In the short and medium term, there’s plenty of opportunity for all involved. OpenAI stands to benefit from companies building standalone apps on top of its GPT-4 technology. It will also benefit when they build their offerings into ChatGPT. Developers, meanwhile, can use OpenAI’s tech to create new applications, become more efficient, reach ChatGPT’s 100 million-plus users and bask in the shine of developing on the cutting edge.
“I believe we will have an entire generation of startups built on OpenAI, just like we had a trillion-dollar economy created on AWS and a trillion-dollar economy built on the iPhone,” said Jaluria.
But in the long term, things could get complicated. Unlike typical operating systems, ChatGPT occupies the same user interface as the apps within it. It’s growing smarter as time goes by, and it’s still nowhere near OpenAI’s goal to create AI on par with human intelligence. So as companies build on it, the underlying AI may grow capable of replicating their capabilities, potentially rendering them obsolete.
A task management app, for instance, might see its relevance decline as ChatGPT remembers more about users and potentially learns to prompt them about upcoming deadlines. Financial apps could fall away as AI learns to ingest and interpret data. And even OpenAI’s partners like Kayak might become unnecessary if the AI learns to navigate travel sites and find similar deals.
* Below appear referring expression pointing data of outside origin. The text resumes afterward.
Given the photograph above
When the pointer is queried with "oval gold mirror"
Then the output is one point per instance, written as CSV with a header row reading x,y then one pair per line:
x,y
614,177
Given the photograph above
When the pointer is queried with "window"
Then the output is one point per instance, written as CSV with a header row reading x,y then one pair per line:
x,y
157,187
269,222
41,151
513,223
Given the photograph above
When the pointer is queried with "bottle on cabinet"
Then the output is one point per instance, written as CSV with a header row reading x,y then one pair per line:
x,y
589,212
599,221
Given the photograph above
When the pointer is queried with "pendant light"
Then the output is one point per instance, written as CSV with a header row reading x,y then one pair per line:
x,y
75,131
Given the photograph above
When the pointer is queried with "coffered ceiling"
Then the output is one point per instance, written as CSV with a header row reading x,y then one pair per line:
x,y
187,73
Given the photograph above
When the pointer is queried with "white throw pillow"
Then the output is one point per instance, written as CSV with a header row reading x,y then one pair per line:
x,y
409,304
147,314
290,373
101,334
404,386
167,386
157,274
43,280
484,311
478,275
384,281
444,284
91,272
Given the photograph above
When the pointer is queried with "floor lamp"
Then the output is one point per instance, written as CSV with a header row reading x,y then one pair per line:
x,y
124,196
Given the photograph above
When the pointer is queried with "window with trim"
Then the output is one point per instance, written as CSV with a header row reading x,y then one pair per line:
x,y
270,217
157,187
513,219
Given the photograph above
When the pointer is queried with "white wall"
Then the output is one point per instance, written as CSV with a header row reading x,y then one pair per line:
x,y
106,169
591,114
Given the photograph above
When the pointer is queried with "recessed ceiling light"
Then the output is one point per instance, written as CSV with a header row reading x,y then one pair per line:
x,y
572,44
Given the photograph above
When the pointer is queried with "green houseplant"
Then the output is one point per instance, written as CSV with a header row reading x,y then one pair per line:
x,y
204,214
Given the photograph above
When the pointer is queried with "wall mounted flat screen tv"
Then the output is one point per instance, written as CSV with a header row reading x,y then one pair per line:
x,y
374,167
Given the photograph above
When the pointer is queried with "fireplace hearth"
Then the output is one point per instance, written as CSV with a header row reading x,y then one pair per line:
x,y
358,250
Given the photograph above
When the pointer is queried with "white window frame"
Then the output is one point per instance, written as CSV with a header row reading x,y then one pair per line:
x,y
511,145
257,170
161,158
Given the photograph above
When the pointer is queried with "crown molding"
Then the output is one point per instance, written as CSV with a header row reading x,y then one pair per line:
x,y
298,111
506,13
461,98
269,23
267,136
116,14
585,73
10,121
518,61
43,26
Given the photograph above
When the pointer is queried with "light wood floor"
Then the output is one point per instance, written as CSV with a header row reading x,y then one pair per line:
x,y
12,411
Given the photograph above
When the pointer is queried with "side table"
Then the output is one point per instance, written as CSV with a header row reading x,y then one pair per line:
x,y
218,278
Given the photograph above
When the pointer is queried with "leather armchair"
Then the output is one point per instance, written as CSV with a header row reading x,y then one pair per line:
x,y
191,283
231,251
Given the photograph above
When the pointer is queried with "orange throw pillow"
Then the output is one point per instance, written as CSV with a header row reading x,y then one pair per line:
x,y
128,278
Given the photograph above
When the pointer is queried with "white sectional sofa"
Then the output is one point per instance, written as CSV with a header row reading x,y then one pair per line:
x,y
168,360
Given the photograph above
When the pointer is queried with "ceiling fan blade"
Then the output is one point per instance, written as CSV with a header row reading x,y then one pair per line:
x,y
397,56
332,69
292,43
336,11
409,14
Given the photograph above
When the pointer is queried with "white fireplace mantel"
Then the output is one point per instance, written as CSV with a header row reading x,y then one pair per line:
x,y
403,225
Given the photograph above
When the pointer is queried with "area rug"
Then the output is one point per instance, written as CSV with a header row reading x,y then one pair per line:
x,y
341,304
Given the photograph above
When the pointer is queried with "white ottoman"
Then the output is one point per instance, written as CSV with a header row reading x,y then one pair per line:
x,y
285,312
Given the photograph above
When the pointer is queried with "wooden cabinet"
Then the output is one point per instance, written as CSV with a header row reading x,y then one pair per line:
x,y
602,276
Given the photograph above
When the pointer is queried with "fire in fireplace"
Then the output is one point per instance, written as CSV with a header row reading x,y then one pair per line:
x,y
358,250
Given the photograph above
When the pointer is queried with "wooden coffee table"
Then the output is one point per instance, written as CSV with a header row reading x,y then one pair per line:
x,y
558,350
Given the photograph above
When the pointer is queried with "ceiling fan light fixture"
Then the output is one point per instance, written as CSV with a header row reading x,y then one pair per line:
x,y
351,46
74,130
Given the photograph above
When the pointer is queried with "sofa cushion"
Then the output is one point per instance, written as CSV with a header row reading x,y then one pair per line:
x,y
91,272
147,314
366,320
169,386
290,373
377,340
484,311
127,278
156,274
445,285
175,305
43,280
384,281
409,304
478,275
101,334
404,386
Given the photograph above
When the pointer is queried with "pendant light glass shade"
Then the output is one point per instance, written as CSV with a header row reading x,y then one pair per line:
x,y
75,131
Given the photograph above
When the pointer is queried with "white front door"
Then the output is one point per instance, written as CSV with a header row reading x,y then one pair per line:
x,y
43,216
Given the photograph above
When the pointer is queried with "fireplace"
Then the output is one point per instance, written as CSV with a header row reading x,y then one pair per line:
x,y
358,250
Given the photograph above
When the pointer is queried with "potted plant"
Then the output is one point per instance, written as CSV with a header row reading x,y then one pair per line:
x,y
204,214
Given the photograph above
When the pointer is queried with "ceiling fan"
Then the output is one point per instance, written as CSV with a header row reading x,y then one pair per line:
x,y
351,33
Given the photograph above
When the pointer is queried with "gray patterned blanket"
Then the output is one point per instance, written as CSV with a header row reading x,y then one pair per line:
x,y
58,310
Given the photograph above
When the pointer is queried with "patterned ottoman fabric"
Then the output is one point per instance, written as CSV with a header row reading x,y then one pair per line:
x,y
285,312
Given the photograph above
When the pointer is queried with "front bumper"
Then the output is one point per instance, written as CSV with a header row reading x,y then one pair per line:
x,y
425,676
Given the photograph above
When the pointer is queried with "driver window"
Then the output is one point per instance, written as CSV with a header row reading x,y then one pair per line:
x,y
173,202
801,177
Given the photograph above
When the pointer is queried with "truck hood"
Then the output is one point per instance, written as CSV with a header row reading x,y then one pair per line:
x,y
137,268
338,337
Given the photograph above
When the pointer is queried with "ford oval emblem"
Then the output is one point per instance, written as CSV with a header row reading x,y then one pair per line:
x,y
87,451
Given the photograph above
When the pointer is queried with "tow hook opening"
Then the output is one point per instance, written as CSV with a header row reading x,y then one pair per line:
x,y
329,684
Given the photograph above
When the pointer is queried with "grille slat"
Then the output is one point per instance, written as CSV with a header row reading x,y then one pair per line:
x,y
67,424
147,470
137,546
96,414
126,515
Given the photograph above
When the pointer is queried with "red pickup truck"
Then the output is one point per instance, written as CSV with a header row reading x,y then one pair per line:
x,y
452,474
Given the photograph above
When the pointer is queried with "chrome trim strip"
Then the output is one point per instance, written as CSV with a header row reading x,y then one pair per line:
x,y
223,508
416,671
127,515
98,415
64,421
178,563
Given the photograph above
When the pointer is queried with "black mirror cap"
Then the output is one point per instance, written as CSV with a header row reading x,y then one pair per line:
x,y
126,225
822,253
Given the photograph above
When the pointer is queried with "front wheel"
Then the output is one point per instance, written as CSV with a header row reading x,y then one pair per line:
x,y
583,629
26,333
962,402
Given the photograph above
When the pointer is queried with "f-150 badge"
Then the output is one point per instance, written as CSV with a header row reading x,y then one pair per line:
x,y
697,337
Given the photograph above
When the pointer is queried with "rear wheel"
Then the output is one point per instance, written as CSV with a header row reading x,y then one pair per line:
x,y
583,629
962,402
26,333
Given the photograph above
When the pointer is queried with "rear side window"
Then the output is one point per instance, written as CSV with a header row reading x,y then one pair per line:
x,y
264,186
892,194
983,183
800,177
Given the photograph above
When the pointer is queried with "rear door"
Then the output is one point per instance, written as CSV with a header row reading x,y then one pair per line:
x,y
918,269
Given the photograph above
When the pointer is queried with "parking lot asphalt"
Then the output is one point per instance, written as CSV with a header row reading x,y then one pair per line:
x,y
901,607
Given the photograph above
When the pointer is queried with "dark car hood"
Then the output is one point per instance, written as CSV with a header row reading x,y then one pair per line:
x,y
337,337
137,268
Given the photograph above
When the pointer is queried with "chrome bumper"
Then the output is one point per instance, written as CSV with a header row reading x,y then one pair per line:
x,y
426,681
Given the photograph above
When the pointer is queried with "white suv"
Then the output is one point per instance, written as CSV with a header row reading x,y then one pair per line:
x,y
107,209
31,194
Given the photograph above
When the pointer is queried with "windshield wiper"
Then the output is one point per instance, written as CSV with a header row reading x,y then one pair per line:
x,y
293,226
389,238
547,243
Kayak did not respond to a request for comment.
OpenAI is just an example here, and similar issues could emerge with Microsoft’s Bing Chat and Alphabet’s Bard, perhaps even sooner. “Software is characterized by co-opetition,” said Jaluria. “That’s how it’s always been. Look no further than Microsoft, right? Microsoft is an important partner but also a competitor to a lot of companies out there.”
AI still isn’t able to accomplish many of these tasks on its own, but even the possibility is making some investors think twice about where they’ll bet. “It’s hard to tell what’s exactly investable except for a couple of key categories,” said investor Joe Marchese. The tension will likely remain inescapably present as developers consider what to build on this promising but fraught new technology.